My mother took them to an Asian market. She stared wide-eyed as Len pointed to a fifty pound bag of rice. Soon Len was in the kitchen, treating us all to a sumptuous Cambodian meal. The rice was firm and dry, without the butter or sugar preferred here in the South. She spooned a steaming mound onto each plate, and garnished it with two bites of chicken cooked in ginger and a spoonful of steamed vegetables.

Our next task was to teach our guests English. When I remember my childhood home, I remember words taped all over the house: window, door, piano, and chair. My parents argued over “little tree,” which Mom worried they would assign to all pine trees. Dad compensated by labeling a dozen more trees.

We kids argued over weightier matters: Is it more Christian to teach Houn swear words, or to risk that he might not know if someone insults him at work?

Over time, our house guests learned the language and the culture. They worked hard, saved money, and eventually moved to Washington State to be near other family members. The experience was so positive, my parents opted to repeat it, later taking in members of Len’s extended family.

Although our Cambodian friends now live on the other side of the continent, they never forget to share their lives with us through calls, visits and photographs. Recently my parents were invited to a wedding, where they were honored as though their sacrifices had taken place only yesterday.

Of course, I do not remember any sacrifices. What I remember is growing up with an extra big brother to fend off the bullies. I remember holding a little brown baby and learning to say her name. I remember teaching a small boy to ride a bike. I remember Homp working in the garden and helping with the cows. I’m sure my parents (who will be embarrassed by this column) would say that everything they gave was repaid tenfold in terms of love, loyalty and generosity.

Because my parents were so intentional about our raising, they must have discussed the prospective impact of refugee sponsorship on their own developing children. They obviously believed the benefits to us children outweighed any risks. Still, I doubt they could have foreseen the impact it would have on us. Of all the things my parents did for us – the money spent on education, the hours baking in the sun to cheer us on at swim meets or freezing at football games, and all the shopping, chauffeuring, lecturing and worrying -- everything pales in comparison to this:

My parents taught us to love people before they have earned it.

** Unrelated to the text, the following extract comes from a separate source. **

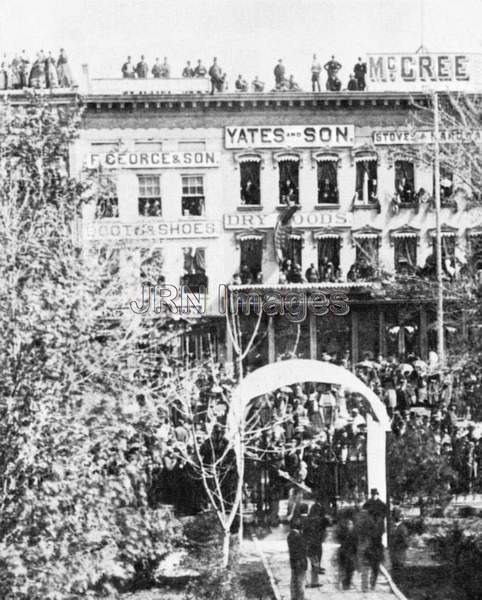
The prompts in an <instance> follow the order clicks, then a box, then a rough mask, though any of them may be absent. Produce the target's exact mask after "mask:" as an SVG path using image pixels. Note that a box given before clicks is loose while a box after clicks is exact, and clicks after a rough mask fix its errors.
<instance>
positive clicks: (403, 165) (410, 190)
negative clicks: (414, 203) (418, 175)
mask: <svg viewBox="0 0 482 600" xmlns="http://www.w3.org/2000/svg"><path fill="white" fill-rule="evenodd" d="M395 194H396V195H397V198H398V201H399V202H400V204H402V205H403V204H411V203H412V202H413V201H414V199H415V171H414V167H413V163H412V162H411V161H408V160H396V161H395Z"/></svg>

Such unmerited love is the heart of Christmas. Not only can we say “God so loved the world,” (John 3:16) but also that “Christ died for us while we were yet sinners.” (Romans 5:8) God did not wait for us to realize we needed a Savior. God did not declare that in order to receive help we must first learn a language, or fill out the right paperwork, or be born a certain color or under a certain creed. Our Savior reached out to us in perfect love, not in spite of our destitute state, but because of it.

This is what we need to give our children. Give them a model of the world that empowers them to go forth in love, trusting the goodness of God and the resilience of the human spirit.